5.24.2016

On Scientific Replication

Within the course of a few days, a series of articles appeared on the Web that addressed the issue of replicating scientific findings. Most of the articles dealt with psychological investigations, but not exclusively. For example, the journal Science withdrew a political science study because of concerns about faked data.

And in a short note in The Lancet (4/23/15) Richard Horton claims that much of science is untrue. He puts it this way:

“The case against science is straightforward: much of the scientific literature, perhaps half, may simply be untrue. Afflicted with studies with small sample sizes, tiny effects, invalid exploratory analysis, and flagrant conflicts of interest, together with an obsession for pursuing fashionable trends of dubious importance, science has taken a turn toward darkness.

Later Horton levels a broadside against tests of statistical significance. “Our love of “significance” pollutes the literature with many a statistical fairly tale.”

Questionable research findings that are eventually retracted are more prevalent than you might imagine. Bourree Lam reports (Atlantic September 2015) a study by Ivan Oransky and Adam Marcus of 2,047 retractions in the Proceedings of the National Academy of Sciences. They found that only 21.3 percent stemmed from error, while 67.4 percent resulted from “misconduct” that included fabrication, faked data and interpretive bias.

Benedict Carey reports in the Times (8/27/15) a major study by Brian Nosek and his team of researchers at the Center for Open Science. Carey writes:

… a painstaking years-long effort to reproduce 100 studies published in three leading psychology journals has found that more than half of the findings did not hold up when retested.

The importance of replicating scientific research cannot be over emphasized. To confirm a finding strengthens our confidence in it. Yet journals are reluctant to publish replication studies, thus investigators have little if any desire to conduct them. As a result, the problem is simply ignored, until someone like Nosek realizes its importance.

He commented about his findings, “We see this is a call to action, both to the research community to do more replication, and to funders and journals to address the dysfunctional incentives.”

The same seems to be true for medical and biological research. In Don’t Swallow Your Gum, a book about medical myths, Aaron Carroll and Rachel Vreeman note that much of what a doctor diagnoses and prescribes for a particular ailment has not been proven. And by that they mean on the basis of a randomized, controlled experiment, ideally one that has been replicated. But these studies require a great of time and money and so are rarely conducted.

Several other factors are at work. Proper control conditions may have been omitted from the original experiments, the samples may not have been randomly selected or consist of a highly uniform, unrepresentative group of individuals, usually college sophomores.

Or the results may have occurred because of experimenter biases that led to evidence supporting their hypothesis. Few experimenters really design studies to disprove, rather than confirm their hypothesis.

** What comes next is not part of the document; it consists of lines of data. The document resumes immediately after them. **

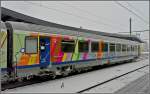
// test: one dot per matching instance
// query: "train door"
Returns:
(44, 51)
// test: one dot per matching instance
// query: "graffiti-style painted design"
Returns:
(3, 48)
(56, 54)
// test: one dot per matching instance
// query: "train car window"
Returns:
(83, 46)
(124, 47)
(105, 48)
(68, 45)
(31, 45)
(118, 47)
(94, 47)
(135, 48)
(128, 48)
(112, 47)
(131, 48)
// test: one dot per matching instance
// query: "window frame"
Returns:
(68, 41)
(92, 46)
(26, 44)
(110, 47)
(118, 45)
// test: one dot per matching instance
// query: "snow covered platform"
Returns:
(76, 83)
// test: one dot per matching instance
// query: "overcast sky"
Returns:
(105, 16)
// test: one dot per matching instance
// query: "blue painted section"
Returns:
(68, 62)
(44, 51)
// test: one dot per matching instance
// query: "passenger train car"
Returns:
(28, 50)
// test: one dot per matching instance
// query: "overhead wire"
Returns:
(90, 13)
(68, 13)
(143, 20)
(137, 10)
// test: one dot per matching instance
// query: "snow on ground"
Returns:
(78, 82)
(115, 85)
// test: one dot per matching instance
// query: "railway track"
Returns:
(35, 80)
(91, 87)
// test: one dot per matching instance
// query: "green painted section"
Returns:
(18, 41)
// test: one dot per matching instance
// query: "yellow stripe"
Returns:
(32, 59)
(64, 57)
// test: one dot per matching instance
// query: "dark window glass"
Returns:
(67, 45)
(105, 48)
(118, 47)
(83, 46)
(124, 47)
(94, 46)
(31, 45)
(112, 47)
(128, 48)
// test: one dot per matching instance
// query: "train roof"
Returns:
(9, 15)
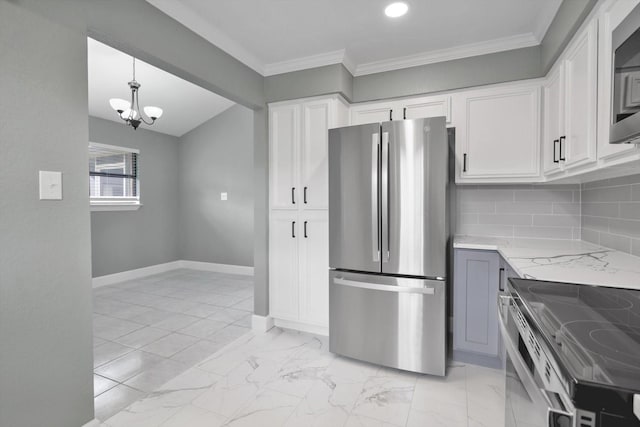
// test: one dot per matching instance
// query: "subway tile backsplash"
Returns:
(529, 211)
(611, 213)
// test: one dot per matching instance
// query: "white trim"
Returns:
(114, 206)
(110, 279)
(441, 55)
(303, 327)
(138, 273)
(196, 23)
(114, 147)
(312, 61)
(217, 268)
(261, 323)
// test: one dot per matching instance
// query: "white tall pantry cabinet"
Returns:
(299, 201)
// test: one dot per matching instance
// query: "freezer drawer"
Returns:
(392, 321)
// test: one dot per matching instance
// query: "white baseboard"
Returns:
(217, 268)
(303, 327)
(261, 323)
(138, 273)
(110, 279)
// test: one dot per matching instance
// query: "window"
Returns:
(113, 177)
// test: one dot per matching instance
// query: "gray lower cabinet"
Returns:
(476, 282)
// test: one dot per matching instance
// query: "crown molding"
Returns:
(312, 61)
(441, 55)
(190, 19)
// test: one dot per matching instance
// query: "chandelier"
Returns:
(130, 111)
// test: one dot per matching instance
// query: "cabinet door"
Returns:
(284, 128)
(499, 137)
(314, 169)
(284, 235)
(314, 268)
(436, 106)
(475, 293)
(581, 99)
(373, 113)
(553, 112)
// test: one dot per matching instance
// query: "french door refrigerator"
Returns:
(388, 236)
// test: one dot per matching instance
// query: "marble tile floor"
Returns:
(286, 378)
(149, 330)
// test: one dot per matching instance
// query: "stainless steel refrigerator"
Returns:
(388, 237)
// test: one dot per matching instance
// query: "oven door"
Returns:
(527, 403)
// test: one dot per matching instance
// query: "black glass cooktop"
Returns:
(594, 330)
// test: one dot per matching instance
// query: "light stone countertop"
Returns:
(572, 261)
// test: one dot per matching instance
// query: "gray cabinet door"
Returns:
(475, 293)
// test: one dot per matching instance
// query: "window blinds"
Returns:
(113, 172)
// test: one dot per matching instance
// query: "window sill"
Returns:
(114, 206)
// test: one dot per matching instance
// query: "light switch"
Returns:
(50, 185)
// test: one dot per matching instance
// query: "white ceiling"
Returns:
(185, 105)
(275, 36)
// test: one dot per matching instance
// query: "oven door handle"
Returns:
(522, 370)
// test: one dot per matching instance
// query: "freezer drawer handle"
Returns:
(427, 290)
(375, 206)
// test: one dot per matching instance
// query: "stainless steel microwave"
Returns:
(625, 102)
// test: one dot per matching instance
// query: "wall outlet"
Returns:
(50, 185)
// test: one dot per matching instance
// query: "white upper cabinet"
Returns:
(610, 154)
(316, 119)
(298, 151)
(578, 142)
(284, 128)
(553, 117)
(403, 109)
(498, 134)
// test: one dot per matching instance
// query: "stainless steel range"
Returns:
(573, 354)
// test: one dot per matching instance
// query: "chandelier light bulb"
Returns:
(396, 10)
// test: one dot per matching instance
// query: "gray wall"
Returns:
(611, 213)
(126, 240)
(527, 211)
(217, 157)
(498, 67)
(45, 265)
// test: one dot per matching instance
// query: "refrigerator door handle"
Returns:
(375, 206)
(385, 182)
(378, 287)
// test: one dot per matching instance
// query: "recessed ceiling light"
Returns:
(395, 10)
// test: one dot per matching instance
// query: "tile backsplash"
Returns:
(611, 213)
(528, 211)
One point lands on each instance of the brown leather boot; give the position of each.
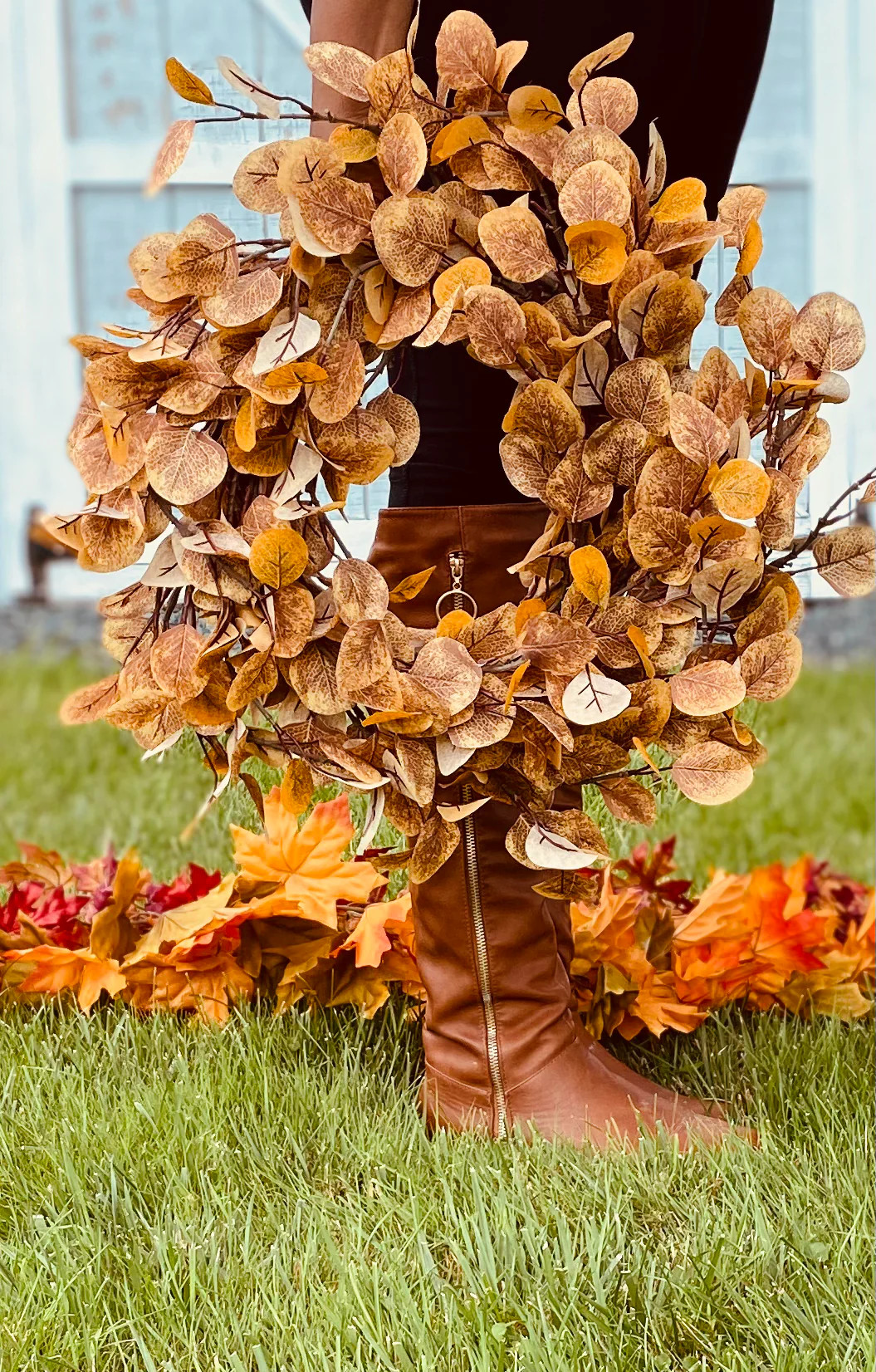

This is a point Karl Popper emphasized many years ago.

Then there is the publication biases characteristic of most scientific journals. Researchers who do not report positive outcomes cannot get their findings published. According to one study, ninety-seven percent of psychology studies proved their hypothesis. We know this can’t be the case.

As one investigator (Richard Palmer, a biologist) noted, “Once I realized that selective reporting is everywhere in science, I got quite depressed.”

These were some of the reasons I stopped doing research in psychology and instead, turned to literature where the emphasis is on the particularities of human experience, rather than its generalities.